Pour le continent africain, un enjeu majeur est de permettre aux producteurs de capter effectivement le surplus de valeur induit par la reconnaissance de l’indication géographique. Selon la CNUCED, cette valeur risque en effet d’être accaparée par les acteurs intervenant en aval (intermédiaires, exportateurs et négociants internationaux), et ne plus profiter aux producteurs, en raison du clivage entre la production et la commercialisation de certains produits tropicaux destinés à l’exportation.

 

Le bras de fer entre Starbucks et l’Ethiopie sur le café

Le différend ayant opposé l’Ethiopie à Starbucks, il y a plus d’une dizaine d’années, reste un cas d’école sur les difficultés liées à la nature territoriale de la protection de la propriété intellectuelle. En 2005, l’Office éthiopien de la propriété intellectuelle (Eipo), a entrepris d’enregistrer ses cafés de qualité supérieure originaires des régions de Harar, Sidamo et Yirgacheffe en tant que marques commerciales. Cette procédure devait obliger les distributeurs de café à obtenir une licence et payer des redevances afin d’utiliser le nom déposé.

5cafés éthiopie

L’Ethiope a finalement gagné son bras de fer avec le groupe Starbucks.

 

Si le processus s’est déroulé sans écueils, notamment en Europe et au Canada, le pays a dû batailler aux USA contre le géant américain du café Starbucks. En effet, la firme avait déjà déposé deux noms de café originaires d’Ethiopie (Sidamo et Harar) pour son propre compte et les utilisait sur ses emballages de vente au détail. Pour le pays, dont le quart des recettes d’exportation proviennent du café, l’enjeu économique était important. Selon Oxfam, les cafés Harar et Sidamo sont vendus jusqu'à 24 et 26 dollars la livre par Starbucks, alors que les exploitants éthiopiens ne perçoivent qu’entre 60 cents et 1,10 dollar par livre.

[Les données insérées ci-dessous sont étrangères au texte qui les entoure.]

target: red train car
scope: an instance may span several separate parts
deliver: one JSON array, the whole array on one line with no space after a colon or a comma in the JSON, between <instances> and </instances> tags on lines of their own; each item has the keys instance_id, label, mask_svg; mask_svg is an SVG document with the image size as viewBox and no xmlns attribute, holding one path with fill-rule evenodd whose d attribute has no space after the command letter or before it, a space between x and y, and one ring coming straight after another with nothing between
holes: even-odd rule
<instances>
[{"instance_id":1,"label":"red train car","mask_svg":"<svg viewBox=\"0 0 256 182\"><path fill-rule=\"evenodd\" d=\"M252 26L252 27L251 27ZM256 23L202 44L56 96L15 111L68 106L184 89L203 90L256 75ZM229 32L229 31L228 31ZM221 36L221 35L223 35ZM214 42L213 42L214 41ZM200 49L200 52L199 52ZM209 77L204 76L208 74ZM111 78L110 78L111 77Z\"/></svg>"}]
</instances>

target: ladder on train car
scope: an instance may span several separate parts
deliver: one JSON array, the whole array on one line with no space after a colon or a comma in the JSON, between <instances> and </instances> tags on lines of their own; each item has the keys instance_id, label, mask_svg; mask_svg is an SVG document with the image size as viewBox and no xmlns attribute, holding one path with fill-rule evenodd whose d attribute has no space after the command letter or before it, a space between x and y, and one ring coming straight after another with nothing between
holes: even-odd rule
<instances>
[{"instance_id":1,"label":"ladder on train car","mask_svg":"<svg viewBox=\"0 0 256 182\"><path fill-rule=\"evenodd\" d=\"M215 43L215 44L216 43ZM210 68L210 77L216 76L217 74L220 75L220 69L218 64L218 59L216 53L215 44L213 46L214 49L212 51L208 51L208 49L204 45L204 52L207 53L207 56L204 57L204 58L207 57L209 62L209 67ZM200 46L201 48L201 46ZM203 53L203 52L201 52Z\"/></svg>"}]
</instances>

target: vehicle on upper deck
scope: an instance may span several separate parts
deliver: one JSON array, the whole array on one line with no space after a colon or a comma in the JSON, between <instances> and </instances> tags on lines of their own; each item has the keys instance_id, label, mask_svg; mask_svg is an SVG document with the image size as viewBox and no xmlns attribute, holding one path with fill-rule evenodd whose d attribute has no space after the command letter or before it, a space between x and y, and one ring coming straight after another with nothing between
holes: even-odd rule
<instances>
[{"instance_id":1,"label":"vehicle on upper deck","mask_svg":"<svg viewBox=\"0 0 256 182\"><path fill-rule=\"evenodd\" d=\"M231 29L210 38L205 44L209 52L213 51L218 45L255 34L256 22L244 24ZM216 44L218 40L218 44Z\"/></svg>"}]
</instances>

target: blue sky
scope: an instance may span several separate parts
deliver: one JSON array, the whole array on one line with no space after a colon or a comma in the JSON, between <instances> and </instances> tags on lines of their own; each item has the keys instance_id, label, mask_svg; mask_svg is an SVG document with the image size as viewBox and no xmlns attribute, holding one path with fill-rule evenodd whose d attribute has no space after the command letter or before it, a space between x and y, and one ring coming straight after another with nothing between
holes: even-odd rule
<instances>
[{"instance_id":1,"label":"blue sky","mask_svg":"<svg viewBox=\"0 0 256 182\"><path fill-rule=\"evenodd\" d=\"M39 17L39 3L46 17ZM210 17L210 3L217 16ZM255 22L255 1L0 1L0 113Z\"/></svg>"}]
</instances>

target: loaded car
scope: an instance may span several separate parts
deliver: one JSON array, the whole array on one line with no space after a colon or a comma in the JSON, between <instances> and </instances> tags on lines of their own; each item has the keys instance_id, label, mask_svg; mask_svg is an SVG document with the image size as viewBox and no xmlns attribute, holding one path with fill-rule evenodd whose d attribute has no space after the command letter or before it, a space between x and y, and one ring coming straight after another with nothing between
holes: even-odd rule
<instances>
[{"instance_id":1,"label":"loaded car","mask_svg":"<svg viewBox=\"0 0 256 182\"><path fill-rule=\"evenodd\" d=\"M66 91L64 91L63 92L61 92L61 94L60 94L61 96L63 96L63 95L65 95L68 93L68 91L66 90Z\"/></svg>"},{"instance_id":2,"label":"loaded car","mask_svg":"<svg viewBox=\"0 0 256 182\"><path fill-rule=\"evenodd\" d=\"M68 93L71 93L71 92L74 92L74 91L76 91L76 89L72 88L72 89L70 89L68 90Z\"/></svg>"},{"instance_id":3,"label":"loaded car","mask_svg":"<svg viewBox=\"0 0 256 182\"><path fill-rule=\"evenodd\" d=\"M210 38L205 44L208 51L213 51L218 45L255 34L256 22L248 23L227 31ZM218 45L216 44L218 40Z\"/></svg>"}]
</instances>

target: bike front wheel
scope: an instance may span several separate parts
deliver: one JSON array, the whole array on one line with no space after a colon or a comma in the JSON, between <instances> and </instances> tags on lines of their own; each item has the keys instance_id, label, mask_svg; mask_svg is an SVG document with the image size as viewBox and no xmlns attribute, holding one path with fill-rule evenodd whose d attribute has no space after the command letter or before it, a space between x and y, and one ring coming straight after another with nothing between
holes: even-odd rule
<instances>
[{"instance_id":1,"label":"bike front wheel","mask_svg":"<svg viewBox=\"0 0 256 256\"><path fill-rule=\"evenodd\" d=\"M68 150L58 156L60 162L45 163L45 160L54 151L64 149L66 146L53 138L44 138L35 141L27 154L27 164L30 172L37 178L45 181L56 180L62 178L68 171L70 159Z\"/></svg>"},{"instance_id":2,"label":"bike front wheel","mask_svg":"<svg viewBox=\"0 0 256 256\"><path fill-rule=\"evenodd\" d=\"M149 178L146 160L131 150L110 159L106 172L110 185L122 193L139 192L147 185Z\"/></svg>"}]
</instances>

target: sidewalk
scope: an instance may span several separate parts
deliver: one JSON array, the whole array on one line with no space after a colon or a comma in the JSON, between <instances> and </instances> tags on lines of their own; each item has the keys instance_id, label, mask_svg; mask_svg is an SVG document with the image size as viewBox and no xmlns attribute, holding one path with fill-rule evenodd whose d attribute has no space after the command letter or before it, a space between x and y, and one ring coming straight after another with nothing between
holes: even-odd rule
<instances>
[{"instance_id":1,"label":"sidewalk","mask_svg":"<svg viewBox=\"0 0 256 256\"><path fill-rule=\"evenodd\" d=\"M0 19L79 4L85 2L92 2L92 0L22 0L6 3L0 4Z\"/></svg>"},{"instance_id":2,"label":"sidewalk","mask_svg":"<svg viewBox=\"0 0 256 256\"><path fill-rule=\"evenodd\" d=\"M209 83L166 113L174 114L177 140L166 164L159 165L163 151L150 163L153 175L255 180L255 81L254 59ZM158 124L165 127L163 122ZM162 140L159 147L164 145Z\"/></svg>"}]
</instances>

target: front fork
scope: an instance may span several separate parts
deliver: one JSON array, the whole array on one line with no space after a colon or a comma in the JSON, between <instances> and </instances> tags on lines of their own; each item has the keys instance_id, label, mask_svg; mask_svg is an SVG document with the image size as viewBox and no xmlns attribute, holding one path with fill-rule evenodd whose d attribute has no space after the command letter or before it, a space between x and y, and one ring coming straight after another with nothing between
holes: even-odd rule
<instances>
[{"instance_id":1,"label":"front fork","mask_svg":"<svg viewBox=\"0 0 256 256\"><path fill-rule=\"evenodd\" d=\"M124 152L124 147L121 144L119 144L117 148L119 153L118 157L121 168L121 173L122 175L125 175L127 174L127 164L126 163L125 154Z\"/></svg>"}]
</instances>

Ayant proposé un accord à l’amiable avec Starbucks sans succès en 2005, le pays a lancé en 2006, un nouveau round des négociations. Il demandait alors à Starbucks de renoncer à ses droits de propriété industrielle et commerciale en échange d’un contrat de licence gratuit. Ayant boudé cette offre dans un premier temps, la compagnie américaine dont l’image a été bâtie sur le commerce équitable, a finalement accepté de signer l’accord à la fin juin 2007. L’Ethiopie a pu obtenir les droits de propriété intellectuelle et commerciale sur les noms de ses cafés spéciaux et Starbucks a bénéficié, en contrepartie, d’une licence sans paiement de royalties, lui permettant d’utiliser ces noms sur ses produits.